Washington — Speaking on the Senate floor after a contentious Judiciary Committee hearing, Senator Dick Durbin delivered a sweeping critique of Attorney General Pam Bondi, accusing her of transforming the United States Department of Justice into a political instrument that shields allies of former President Donald Trump while intimidating communities and resisting congressional oversight.
The remarks were notable not for rhetorical flourish but for their structure. Durbin framed his argument around process rather than verdicts, emphasizing what he described as repeated refusals by the attorney general to answer basic oversight questions. Oversight, he argued, is not optional or partisan but a constitutional obligation — one that depends on transparency from those who wield the government’s most coercive powers.
Durbin began by contrasting Bondi’s opening statement at the hearing — in which she warned against “playing politics with law enforcement powers” — with what he characterized as her record in office. In his telling, the attorney general’s conduct represented the very betrayal of public trust she claimed to oppose. He described her testimony as defensive and dismissive, marked by personal attacks on senators rather than factual explanations of departmental decisions.

Central to Durbin’s critique was the use of federal force in Chicago, the city he represents. He cited a recent Immigration and Customs Enforcement operation in the South Shore neighborhood, alleging that heavily armed agents descended on an apartment building without individualized warrants, detaining residents — including women, children and U.S. citizens — for hours. Durbin argued that such actions, if accurately described, cut to the heart of the Fourth Amendment’s protections against unreasonable searches and seizures.
The Justice Department has defended its enforcement efforts as lawful and necessary. But Durbin’s concern was less about a single operation than about precedent. When law enforcement relies on broad shows of force rather than individualized probable cause, he warned, public safety can give way to fear — and constitutional boundaries blur.
Durbin also raised questions about the domestic deployment of National Guard troops, asking whether Bondi had been consulted by the White House before such actions were taken. He said she refused even to confirm whether a conversation had occurred. For Durbin, that refusal was itself revealing. The domestic use of military or quasi-military force has a fraught history in the United States, and transparency about its legal justification, he argued, is essential to preventing abuse.
Another thread in Durbin’s remarks concerned the department’s handling of records related to Jeffrey Epstein. Bondi previously stated publicly that an Epstein “client list” was “sitting on her desk,” creating expectations of disclosure. Months later, Durbin said, she declined to discuss the matter at all. He cited a whistleblower allegation — unproven but serious — claiming that F.B.I. agents were instructed to flag references to Mr. Trump in Epstein files. If true, Durbin said, such instructions would amount to political protection rather than neutral law enforcement.

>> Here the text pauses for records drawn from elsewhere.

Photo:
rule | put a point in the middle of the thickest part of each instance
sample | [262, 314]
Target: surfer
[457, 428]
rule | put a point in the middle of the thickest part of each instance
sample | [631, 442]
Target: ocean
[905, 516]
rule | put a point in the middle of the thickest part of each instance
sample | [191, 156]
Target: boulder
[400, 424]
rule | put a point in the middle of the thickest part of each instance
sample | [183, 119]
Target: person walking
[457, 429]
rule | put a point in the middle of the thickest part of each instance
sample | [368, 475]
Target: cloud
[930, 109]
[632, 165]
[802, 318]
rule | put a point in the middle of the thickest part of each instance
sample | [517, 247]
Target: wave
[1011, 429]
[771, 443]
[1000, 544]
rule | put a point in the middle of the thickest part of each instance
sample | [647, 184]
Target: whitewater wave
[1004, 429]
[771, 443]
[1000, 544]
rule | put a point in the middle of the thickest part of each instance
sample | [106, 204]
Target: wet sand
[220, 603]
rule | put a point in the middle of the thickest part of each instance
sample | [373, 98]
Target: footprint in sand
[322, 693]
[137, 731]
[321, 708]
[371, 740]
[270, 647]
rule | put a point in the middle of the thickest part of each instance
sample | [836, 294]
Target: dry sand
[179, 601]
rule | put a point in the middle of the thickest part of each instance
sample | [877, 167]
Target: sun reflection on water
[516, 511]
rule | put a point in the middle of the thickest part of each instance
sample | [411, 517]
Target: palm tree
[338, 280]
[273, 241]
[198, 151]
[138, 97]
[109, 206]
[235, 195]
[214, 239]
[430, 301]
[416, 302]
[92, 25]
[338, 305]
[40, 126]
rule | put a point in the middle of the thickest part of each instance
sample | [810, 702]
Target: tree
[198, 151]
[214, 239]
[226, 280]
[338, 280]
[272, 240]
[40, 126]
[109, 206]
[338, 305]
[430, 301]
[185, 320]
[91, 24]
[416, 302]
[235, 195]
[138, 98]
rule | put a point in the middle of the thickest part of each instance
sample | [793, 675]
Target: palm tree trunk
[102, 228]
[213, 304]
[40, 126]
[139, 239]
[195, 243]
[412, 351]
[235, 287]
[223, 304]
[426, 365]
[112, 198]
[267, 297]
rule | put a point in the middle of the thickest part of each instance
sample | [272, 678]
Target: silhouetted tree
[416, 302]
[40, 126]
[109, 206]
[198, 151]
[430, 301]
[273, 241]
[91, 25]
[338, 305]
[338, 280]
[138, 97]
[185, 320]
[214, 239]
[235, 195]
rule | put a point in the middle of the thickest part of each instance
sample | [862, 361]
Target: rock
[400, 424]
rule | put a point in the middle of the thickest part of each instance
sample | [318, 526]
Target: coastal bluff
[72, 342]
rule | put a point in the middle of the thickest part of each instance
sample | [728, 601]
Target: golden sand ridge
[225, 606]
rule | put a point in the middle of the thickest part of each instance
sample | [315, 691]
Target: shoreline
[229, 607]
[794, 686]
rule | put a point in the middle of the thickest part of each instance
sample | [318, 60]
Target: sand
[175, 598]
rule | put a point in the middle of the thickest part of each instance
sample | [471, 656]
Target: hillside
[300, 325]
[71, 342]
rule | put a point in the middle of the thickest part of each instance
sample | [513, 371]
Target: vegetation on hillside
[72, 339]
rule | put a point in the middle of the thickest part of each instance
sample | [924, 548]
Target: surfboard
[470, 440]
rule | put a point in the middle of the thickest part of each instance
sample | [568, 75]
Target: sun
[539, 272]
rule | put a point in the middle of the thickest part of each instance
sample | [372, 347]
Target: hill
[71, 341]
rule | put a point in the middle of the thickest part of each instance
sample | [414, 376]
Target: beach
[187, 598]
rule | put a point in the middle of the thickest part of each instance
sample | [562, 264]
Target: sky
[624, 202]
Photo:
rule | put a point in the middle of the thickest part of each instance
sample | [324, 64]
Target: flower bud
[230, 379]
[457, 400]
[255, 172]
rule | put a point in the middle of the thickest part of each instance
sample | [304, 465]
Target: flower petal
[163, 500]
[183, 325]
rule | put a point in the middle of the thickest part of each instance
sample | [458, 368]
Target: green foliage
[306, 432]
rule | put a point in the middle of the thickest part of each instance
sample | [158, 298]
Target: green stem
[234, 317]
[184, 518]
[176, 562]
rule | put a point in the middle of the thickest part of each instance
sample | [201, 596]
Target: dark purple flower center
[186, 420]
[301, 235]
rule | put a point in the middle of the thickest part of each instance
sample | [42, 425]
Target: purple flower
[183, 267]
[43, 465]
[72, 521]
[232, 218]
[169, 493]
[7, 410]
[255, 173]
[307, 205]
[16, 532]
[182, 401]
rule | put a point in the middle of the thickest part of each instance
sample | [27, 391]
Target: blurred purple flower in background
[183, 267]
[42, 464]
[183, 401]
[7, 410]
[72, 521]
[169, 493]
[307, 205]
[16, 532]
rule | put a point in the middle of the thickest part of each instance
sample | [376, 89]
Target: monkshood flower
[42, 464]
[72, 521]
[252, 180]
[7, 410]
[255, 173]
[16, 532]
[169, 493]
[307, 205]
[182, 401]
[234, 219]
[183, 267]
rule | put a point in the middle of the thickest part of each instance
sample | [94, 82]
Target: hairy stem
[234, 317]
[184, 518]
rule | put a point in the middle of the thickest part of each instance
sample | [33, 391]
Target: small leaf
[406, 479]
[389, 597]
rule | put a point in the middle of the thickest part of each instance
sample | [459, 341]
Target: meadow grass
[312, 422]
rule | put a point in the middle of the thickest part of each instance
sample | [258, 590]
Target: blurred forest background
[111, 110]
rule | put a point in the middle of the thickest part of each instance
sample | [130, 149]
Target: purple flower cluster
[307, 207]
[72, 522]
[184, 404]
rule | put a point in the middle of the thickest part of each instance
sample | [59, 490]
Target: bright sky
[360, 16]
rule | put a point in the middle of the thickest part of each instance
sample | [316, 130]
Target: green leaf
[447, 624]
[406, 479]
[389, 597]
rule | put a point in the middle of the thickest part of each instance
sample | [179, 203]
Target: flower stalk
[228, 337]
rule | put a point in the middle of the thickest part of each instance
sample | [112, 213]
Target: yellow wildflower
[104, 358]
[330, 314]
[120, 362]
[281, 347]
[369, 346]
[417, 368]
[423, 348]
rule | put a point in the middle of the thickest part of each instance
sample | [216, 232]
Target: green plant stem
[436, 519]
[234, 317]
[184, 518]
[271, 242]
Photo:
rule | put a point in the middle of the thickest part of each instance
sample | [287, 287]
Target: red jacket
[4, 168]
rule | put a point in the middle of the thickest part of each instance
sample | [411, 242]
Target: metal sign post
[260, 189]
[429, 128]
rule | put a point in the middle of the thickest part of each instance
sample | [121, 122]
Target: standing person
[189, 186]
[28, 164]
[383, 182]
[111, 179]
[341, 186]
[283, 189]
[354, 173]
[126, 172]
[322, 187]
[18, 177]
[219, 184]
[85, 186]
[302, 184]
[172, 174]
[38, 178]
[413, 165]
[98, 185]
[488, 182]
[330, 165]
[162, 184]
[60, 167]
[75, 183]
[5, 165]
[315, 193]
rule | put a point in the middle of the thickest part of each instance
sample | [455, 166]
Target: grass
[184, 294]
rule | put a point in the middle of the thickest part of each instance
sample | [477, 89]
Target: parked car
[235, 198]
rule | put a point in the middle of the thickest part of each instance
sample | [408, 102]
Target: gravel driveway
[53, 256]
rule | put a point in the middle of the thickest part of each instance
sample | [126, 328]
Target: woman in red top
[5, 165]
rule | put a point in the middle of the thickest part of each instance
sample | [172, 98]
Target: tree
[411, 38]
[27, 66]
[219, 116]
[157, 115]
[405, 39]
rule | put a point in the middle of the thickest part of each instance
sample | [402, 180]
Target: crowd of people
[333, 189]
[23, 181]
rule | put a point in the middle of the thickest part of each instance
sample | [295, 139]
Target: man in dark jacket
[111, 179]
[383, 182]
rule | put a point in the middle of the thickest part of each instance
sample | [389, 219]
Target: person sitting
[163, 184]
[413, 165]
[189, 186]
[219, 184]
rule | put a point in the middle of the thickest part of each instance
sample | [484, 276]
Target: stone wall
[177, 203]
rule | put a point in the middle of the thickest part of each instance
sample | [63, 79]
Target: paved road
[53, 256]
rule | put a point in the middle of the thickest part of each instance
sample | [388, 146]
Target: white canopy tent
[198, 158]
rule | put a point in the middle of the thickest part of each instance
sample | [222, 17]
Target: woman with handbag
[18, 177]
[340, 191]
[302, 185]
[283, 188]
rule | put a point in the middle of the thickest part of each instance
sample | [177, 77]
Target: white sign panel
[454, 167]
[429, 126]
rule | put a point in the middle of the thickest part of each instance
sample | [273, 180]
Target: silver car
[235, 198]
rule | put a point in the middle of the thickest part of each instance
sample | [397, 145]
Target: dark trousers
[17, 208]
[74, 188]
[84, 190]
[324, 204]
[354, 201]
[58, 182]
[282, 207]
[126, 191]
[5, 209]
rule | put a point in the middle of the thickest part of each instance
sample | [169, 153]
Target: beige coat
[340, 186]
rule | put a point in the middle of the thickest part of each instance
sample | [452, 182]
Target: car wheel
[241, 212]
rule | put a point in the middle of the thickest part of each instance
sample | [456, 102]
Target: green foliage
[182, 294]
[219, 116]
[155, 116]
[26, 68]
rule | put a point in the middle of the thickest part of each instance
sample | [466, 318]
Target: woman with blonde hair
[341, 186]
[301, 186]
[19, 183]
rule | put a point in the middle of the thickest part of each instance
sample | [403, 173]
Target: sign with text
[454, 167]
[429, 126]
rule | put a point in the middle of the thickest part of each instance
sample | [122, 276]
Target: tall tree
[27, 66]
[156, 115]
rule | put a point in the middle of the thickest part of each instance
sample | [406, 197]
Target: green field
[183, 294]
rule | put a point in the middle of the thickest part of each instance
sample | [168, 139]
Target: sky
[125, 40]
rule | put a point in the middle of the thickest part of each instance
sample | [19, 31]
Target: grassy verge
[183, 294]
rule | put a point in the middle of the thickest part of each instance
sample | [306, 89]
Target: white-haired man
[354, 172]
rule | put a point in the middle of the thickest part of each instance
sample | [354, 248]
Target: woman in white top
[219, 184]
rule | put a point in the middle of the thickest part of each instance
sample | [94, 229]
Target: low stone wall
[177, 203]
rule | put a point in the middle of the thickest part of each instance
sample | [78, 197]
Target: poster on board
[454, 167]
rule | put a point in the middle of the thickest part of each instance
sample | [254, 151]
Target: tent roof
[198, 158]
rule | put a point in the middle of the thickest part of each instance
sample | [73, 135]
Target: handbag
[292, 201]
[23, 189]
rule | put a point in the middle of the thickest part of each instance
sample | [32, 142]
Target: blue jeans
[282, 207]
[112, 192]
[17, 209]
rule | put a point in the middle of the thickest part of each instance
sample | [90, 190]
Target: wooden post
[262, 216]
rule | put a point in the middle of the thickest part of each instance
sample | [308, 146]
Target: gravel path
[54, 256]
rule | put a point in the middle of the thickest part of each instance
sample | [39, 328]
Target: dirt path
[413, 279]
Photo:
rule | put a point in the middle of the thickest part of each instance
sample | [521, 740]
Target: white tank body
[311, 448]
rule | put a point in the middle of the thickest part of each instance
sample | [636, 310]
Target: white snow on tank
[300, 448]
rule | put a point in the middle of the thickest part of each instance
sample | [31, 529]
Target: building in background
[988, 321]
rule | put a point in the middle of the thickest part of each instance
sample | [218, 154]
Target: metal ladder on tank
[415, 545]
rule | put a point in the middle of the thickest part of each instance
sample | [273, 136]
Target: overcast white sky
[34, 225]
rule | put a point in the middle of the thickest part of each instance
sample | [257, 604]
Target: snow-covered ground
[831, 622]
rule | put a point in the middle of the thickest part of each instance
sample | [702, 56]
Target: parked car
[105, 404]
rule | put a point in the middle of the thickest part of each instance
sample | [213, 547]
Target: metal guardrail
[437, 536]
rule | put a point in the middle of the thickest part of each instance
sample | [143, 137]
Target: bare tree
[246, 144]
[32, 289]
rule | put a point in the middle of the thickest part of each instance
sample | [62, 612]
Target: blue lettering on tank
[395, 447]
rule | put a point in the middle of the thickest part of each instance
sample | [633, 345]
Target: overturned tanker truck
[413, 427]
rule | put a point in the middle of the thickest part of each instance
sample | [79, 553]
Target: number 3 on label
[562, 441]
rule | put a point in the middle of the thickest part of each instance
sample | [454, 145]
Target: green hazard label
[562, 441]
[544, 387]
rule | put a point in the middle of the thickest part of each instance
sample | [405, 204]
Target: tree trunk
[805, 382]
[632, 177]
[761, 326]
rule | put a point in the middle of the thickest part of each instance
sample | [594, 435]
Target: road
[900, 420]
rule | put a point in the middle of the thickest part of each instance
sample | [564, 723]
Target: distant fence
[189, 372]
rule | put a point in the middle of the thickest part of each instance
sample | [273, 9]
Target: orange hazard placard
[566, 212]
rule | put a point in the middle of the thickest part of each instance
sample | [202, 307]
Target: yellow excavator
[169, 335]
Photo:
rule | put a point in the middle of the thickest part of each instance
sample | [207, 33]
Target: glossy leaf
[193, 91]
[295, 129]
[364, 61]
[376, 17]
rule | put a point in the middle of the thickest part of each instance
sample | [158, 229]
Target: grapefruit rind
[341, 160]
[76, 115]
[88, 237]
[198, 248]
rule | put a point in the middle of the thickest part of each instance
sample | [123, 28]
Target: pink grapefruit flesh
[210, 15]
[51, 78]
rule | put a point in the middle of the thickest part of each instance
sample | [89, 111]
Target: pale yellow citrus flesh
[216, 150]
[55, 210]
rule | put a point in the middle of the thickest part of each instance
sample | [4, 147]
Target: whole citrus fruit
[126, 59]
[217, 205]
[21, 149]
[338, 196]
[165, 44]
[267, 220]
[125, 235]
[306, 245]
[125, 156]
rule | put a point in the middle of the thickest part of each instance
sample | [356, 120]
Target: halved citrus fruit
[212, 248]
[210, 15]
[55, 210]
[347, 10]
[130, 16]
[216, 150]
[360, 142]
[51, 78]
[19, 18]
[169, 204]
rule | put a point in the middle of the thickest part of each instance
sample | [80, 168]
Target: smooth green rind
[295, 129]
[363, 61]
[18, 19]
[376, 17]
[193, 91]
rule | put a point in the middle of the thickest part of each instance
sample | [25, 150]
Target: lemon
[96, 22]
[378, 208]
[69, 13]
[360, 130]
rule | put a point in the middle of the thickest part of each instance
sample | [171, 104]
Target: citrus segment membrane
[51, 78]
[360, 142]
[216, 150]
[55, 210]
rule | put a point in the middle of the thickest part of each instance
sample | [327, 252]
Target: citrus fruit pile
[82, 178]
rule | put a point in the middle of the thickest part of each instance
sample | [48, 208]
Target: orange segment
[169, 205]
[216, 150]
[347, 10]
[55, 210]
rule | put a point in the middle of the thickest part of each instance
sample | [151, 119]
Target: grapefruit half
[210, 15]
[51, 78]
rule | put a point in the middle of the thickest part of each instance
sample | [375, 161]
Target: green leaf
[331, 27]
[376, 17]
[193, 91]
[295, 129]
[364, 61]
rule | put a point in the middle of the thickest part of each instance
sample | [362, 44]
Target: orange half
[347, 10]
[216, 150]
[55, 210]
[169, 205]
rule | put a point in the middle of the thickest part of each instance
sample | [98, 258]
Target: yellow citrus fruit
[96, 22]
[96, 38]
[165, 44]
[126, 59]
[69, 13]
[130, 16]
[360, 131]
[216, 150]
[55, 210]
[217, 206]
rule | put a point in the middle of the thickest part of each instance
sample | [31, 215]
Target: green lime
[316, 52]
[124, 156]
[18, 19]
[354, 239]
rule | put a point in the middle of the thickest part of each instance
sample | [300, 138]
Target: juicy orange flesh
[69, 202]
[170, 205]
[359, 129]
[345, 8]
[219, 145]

Durbin was careful not to assert guilt by association. His focus remained on integrity and process: whether investigations are conducted — and explained — without regard to political consequence. Even the appearance of interference, he argued, corrodes trust, particularly for survivors who have waited years for accountability.
Underlying all of Durbin’s points was a broader claim about silence. Repeatedly, he said, the attorney general’s response to oversight inquiries was simply, “I’m not going to discuss this with you.” That posture may be legally defensible in narrow circumstances, but as a governing norm it is unsustainable, he argued. A Justice Department that does not explain its actions risks forfeiting the confidence that grants it legitimacy.
Supporters of Bondi counter that prosecutorial discretion requires restraint, that closed investigations cannot be litigated in public hearings, and that aggressive questioning can veer into insinuation. From that perspective, Durbin’s critique risks politicizing law enforcement by demanding disclosures that could compromise due process.
But constitutional scholars note that the tension between oversight and independence is inherent — and necessary. “The rule of law depends on both,” said one legal expert. “Independence without accountability becomes unanswerable power. Oversight without restraint becomes interference.”

Durbin’s warning extended beyond partisan lines. A Justice Department willing to shield allies and deploy force without clear explanation, he said, can just as easily turn its power on ordinary citizens. History offers ample examples of institutions that drift from justification to abuse once accountability weakens.
The speech did not resolve the factual disputes it raised. It did, however, clarify the stakes. Oversight hearings are not courts, and senators are not prosecutors. Their role is to ask how power is exercised — and whether constitutional guardrails still hold.
In Durbin’s telling, the danger is not a single decision or official, but a pattern in which silence replaces explanation and loyalty eclipses law. Whether one accepts that diagnosis or not, the questions he posed — about force, transparency and accountability — are likely to persist. In a democracy, the durability of justice depends not only on outcomes, but on the willingness of those in power to explain themselves.